The Mental Health and Addictions Inquiry has recommended that the government take strong action on alcohol and other drugs, including removing criminal sanctions for personal drug use and providing a broader range of health interventions instead.
These are among 40 recommendations made by the Inquiry in their report released today by Health Minister David Clark.

“The Mental Health and Addictions Inquiry has joined a chorus of other voices urging the government to treat drugs as a health and social issue. Based on these recommendations the government can be confident its plan to take a fresh approach to drugs is the right thing to do,” said Ross Bell, Drug Foundation Executive Director.

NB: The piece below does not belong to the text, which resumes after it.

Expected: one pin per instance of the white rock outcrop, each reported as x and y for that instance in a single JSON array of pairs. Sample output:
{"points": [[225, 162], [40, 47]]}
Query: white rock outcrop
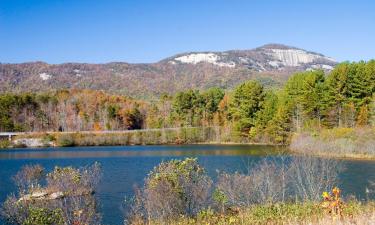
{"points": [[212, 58], [294, 57], [45, 76]]}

“The Inquiry has said that punitive approaches to drugs are ineffective in reducing drug use and create a barrier for people seeking help, and that criminal justice responses fail to acknowledge the root causes of drug addiction.

“The Inquiry highlights how health-based approaches to drug use, such as the Portugal model, show great promise for transforming how we do things now. They’ve proposed a new approach that includes removing criminal sanctions for personal possession, introducing health referrals and early intervention, increasing funding for addiction treatment, and expanding the range of health interventions available to people, especially community and peer-support services.”

Ross Bell says that this comprehensive public health model is consistent with the 2011 Law Commission drug law review and recent proposals from the Drug Foundation and other health agencies.



The Drug Foundation has thanked the Inquiry team for their public consultation efforts and the final report, and acknowledges the many thousands of people who shared their experiences.

“New Zealand’s mental health and addiction issues are complex and challenging and intersect deeply with underlying causes such as poverty, homelessness and social exclusion. We are impressed with the outcome of the Inquiry and the team’s ability to capture and reflect the voices of individuals, families and communities in a compelling way. Their report maps out a clear direction for the government to take.

“We especially endorse the recommendation to establish a Mental Health and Wellbeing Commission. The ambitious transformation proposed in the report needs leadership; New Zealand won’t succeed in this if it continues to do the same old thing. We also agree with their recommendation to improve cross-government coordination on alcohol and other drug policy,” said Mr Bell.

The Drug Foundation says the public expectations on the government to act on this report are high.

“Along with many health and social agencies, we released an open letter to the Prime Minister yesterday asking for the government to double funding to addiction treatment, harm reduction and prevention services, as well as replace criminal sanctions for drug use with health referrals and support. There is a strong consensus on taking a public health approach to drug issues. We now need the government to act and to demonstrate this in the 2019 wellbeing budget,” said Ross Bell.